Pete W. Pearson 365 hull#6
Pete,
That tear out was long ago but I remember that the side wall insulation was around 4" thick. The foam is a pour in place polyurethane that has an R value of around 7 to 8 per inch. Say R7 x 4" = R28.
Dale
Dale,
Thanks again. So that means that 48 degrees F delta / r28 X 16 square feet surface area = 27 BTU/hr loss. Makes for a pretty decent ice box as-is. I ignore the top of the box for heat loss in my surface area number, assuming no cold air goes out the top but we know that's not completely true. Should have my home brew BD50 system installed by end of this week. Pete
Wow.all this theory and numbers...questions I have......will the cu200 be enough
I am in the process of starting to mod the countertop and pulled off the fiddles. Basically I have a bare formica top like your picture. My question is: was the formica glued down when you removed the top to the side plywood. Mine does not appear to lift off easily so before I go and break something I might regret I figured I would ask.
Ted,
Yes that High Pressure Laminate was glued down with contact cement. The only possible way you might get it up in one piece is to heat the HPL with a heat gun. The heat will soften the glue and often you can separate it. This method is typically used when old contact cement glue becomes to "dry" and lets go and the surface material is no longer sticking. You heat it up, the glue often becomes soft and sticky again and you can make it stick to reattach the surface material.
Care must be taken not to get the HPL too hot as it will discolor and even bubble. What ever you do, don't catch it on fire as this stuff burns unbelievably enthusiastically well.
You do have a way out of this dilemma however as Formica has a color that matched what was on my boat almost perfectly.
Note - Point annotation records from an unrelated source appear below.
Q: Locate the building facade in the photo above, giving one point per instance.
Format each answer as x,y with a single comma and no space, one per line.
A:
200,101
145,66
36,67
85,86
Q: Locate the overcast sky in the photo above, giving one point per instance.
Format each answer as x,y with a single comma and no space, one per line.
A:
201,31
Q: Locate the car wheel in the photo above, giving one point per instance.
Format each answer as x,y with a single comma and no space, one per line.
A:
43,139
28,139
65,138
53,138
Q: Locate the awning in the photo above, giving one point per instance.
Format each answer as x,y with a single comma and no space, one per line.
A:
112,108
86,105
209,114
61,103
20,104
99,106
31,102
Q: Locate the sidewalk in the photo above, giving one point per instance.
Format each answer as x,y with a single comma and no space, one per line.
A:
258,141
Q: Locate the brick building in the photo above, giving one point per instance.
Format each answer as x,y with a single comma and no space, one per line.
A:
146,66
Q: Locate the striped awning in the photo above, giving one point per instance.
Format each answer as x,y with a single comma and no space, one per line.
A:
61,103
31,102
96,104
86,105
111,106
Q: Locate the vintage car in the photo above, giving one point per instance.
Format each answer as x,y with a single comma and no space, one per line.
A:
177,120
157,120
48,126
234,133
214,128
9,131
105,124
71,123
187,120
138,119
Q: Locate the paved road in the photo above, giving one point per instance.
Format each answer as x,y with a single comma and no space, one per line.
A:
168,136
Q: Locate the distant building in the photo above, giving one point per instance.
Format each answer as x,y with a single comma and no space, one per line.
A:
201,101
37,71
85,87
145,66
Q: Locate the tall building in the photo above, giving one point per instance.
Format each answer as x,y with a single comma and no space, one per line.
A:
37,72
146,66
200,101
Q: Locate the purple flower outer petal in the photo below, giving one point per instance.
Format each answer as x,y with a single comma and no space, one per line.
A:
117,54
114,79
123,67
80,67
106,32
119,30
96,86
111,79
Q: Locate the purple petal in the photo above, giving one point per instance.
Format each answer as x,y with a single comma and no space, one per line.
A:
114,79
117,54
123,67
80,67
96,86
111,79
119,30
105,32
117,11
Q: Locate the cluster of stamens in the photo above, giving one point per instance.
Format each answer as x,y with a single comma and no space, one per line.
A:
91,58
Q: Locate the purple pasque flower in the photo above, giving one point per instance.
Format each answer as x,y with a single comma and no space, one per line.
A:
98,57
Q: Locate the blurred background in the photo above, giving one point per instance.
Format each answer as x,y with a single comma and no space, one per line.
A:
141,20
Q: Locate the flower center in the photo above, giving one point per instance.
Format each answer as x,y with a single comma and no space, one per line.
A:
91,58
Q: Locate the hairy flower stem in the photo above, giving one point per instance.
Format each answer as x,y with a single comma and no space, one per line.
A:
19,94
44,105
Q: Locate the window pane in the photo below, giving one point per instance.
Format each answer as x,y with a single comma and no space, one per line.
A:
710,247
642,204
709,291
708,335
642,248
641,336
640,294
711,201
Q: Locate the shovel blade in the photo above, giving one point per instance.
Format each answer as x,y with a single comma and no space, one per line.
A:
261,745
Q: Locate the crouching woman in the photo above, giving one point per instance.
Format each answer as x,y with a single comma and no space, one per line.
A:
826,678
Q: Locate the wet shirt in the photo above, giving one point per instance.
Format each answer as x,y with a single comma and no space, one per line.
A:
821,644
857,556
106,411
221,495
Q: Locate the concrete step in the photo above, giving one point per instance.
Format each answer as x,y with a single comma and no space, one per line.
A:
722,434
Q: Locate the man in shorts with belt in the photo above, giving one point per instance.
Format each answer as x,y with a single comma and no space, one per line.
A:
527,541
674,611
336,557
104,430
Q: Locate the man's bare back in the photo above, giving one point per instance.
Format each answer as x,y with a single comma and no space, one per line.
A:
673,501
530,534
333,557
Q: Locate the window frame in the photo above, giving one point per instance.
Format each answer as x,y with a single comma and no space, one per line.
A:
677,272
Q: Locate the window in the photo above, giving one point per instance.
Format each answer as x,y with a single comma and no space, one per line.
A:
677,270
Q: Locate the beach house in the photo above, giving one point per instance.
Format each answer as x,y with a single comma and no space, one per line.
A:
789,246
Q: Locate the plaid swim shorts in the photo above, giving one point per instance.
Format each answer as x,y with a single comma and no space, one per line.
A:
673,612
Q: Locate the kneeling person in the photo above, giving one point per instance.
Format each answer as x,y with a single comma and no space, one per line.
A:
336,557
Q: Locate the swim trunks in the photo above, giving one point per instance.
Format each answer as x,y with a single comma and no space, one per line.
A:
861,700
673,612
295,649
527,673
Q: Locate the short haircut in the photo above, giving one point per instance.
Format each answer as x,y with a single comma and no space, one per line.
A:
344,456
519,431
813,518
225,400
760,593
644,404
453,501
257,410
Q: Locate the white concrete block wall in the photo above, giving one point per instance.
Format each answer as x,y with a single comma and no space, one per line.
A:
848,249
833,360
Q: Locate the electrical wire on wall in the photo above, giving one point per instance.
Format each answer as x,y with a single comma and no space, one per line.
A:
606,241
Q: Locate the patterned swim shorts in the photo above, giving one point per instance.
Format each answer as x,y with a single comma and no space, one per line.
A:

What I mean by that is if they touched, you could detect a slight color variation, but a few inches apart and you can not tell the difference. To be fair, two separate sheet with different batch/date numbers will have the same problem. So head to your local mom and pop distributor or the big box outlet and grab some samples to match it up. Formica is less than a couple of bucks a square foot. If you go this route, hail me back and I will give you some advice on how to work with the stuff if needed.
Dale
thanks for the info. Darn I wish I had asked BEFORE I took the fiddles off as I had to drill them out as the screws heads were glued and stripped. My next approach will be to take a cut out type tool and set the depth for 1/2 ' or so and try and match the opening width of the existing cutout.
If that does not work I guess we remove the formica completely and replace it with a wood vernier and upgrade the whole area which is bit more work than I wanted but what the heck boats are just money and labor pits anyway.
Ted
SV "Fantasia"
Quote from: PeteW on October 23, 2011, 08:06:11 PM
Dale,
Thanks again. So that means that 48 degrees F delta / r28 X 16 square feet surface area = 27 BTU/hr loss. Makes for a pretty decent ice box as-is. I ignore the top of the box for heat loss in my surface area number, assuming no cold air goes out the top but we know that's not completely true. Should have my home brew BD50 system installed by end of this week. Pete
Pete....How is the DB50 working out...I am looking att he DB50 Adler Barber with the v53 horizonal evaporator....thoughts?